The Hounds of the Baskervilles, right?

At least that’s what I think of every single time it’s foggy. But don’t go by me. Having never read a word of Sherlock Holmes, all I know of the sleuth and Conan Doyle’s stories, generally, are bits I’ve gleaned through… I’m not sure what means… eavesdropping? It’s how I learn most things. And somewhere along the line the Baskervilles and fog got united in my mind.

This may be a sad admission but it’s a happy day for today I am reading my first Sherlockian tale and the reason is, yes, fog, which, for years I’ve referred to as being Hounds of the Baskerville weather without knowing what I’m talking about. So this foggy morning when, once again I said: Whoa, it’s all Hounds of the Baskervilles out there… I decided it was time to find out if indeed there is in fact any fog at all among these mythic puppies.

Though never cracked open, I have a The Complete Sherlock Holmes in two volumes and—on cracking it open today—the first thing I learn is that the story in question is not a story. It’s a book. News to me. There are fifteen chapters. Of which I have so far read four. I will read the rest over the weekend and report accordingly. I do this sort of thing rarely, report a reading in real time… the last being from a garret.

Right then. Off we go.

[By the way, the first thing I learn is that it’s Hound not Hounds as I’ve been saying for eons like a great pillock. Although in the context of weather, I still prefer the plural.]

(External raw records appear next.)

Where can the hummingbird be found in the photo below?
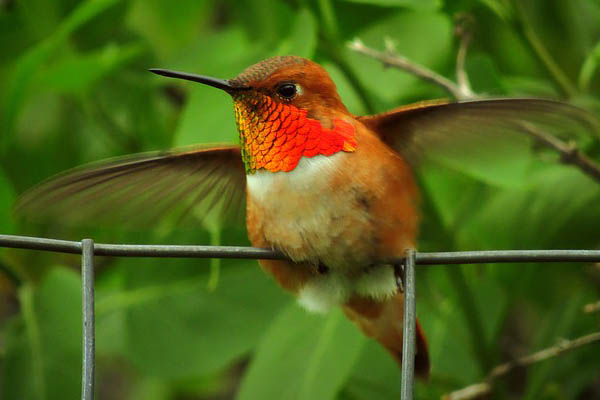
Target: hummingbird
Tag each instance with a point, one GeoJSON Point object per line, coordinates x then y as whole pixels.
{"type": "Point", "coordinates": [336, 193]}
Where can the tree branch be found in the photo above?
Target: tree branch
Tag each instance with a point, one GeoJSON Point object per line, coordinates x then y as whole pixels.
{"type": "Point", "coordinates": [484, 388]}
{"type": "Point", "coordinates": [397, 61]}
{"type": "Point", "coordinates": [570, 154]}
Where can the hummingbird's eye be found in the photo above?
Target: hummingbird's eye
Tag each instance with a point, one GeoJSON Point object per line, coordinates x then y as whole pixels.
{"type": "Point", "coordinates": [287, 90]}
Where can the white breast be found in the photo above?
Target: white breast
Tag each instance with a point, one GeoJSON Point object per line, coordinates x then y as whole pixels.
{"type": "Point", "coordinates": [311, 222]}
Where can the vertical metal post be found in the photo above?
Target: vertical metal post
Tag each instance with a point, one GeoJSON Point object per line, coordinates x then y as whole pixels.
{"type": "Point", "coordinates": [409, 328]}
{"type": "Point", "coordinates": [87, 293]}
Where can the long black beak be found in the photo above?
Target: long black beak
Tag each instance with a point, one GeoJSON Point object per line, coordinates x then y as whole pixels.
{"type": "Point", "coordinates": [206, 80]}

Hound begins, as most doggish things do, with a stick. In this case a walking stick. And because this is a mystery, there are questions about said stick. Watson makes a few good guesses but Sherlock pooh-poohs them for reasons he makes obvious. Watson, the ideal straight man, likes to flatter Sherlock, which begs the question: does he do this because he [being DR. Watson to Sherlock’s MR. status] is privately convinced he’s the smarter of the two, or is he just a merry old soul who doesn’t like to keep score? I’m hoping it’s a combination of both.

“Some people, without possessing genius, have a remarkable power of stimulating it.”

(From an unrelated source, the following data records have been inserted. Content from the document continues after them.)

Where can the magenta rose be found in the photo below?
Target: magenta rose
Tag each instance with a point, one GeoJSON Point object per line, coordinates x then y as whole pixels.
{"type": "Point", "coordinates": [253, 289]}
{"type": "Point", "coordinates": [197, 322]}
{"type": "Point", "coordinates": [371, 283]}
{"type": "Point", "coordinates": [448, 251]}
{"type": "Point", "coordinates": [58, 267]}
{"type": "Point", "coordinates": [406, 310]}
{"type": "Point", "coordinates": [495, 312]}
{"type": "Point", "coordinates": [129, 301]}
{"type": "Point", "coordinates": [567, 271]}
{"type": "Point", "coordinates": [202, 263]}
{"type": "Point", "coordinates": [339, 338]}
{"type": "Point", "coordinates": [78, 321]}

This is Sherlock to Watson. I submit it as Exhibit ‘A’ in my case that Watson is indeed a pretty decent pal to take stuff like that on the chin.

The owner of the stick, Mortimer, has a problem. He’s to pick up Henry Baskerville, last of the [seemingly] doomed Baskervilles, and doesn’t know how to tell him the grounds of the swanky family home he’s inherited are possibly under siege by a giant black dog that renders those who see it catatonic. And then it tears your throat out. [The stick, it is worth mentioning I think, has tooth marks along its middle, as if carried by some sort of pup. Sherlock feels it’s larger than a terrier but smaller than a mastiff.]

Once again, Sherlock is flattered. This time by Mortimer who says: “It is not my intention to be fulsome but I admit that I covet your skull.”

Which goes to show how our conversational skills have changed and, I daresay, declined in the last century or so… Go ahead and covet a stranger’s skull today and see where it gets you.

Another line that wouldn’t make you super popular today:

“I observe from your forefinger that you make your own cigarettes.” [Sherlock to Mortimer]

Later, once Sherlock has agreed to help Mortimer with the Baskerville problem but not yet sure how… and Mortimer has set off to pick up the clueless heir… Sherlock settles down to work out the situation, but first shuts the window to create a “concentration of atmosphere” which he believes “helps a concentration of thought”.

So that’s his secret. I always keep my windows open.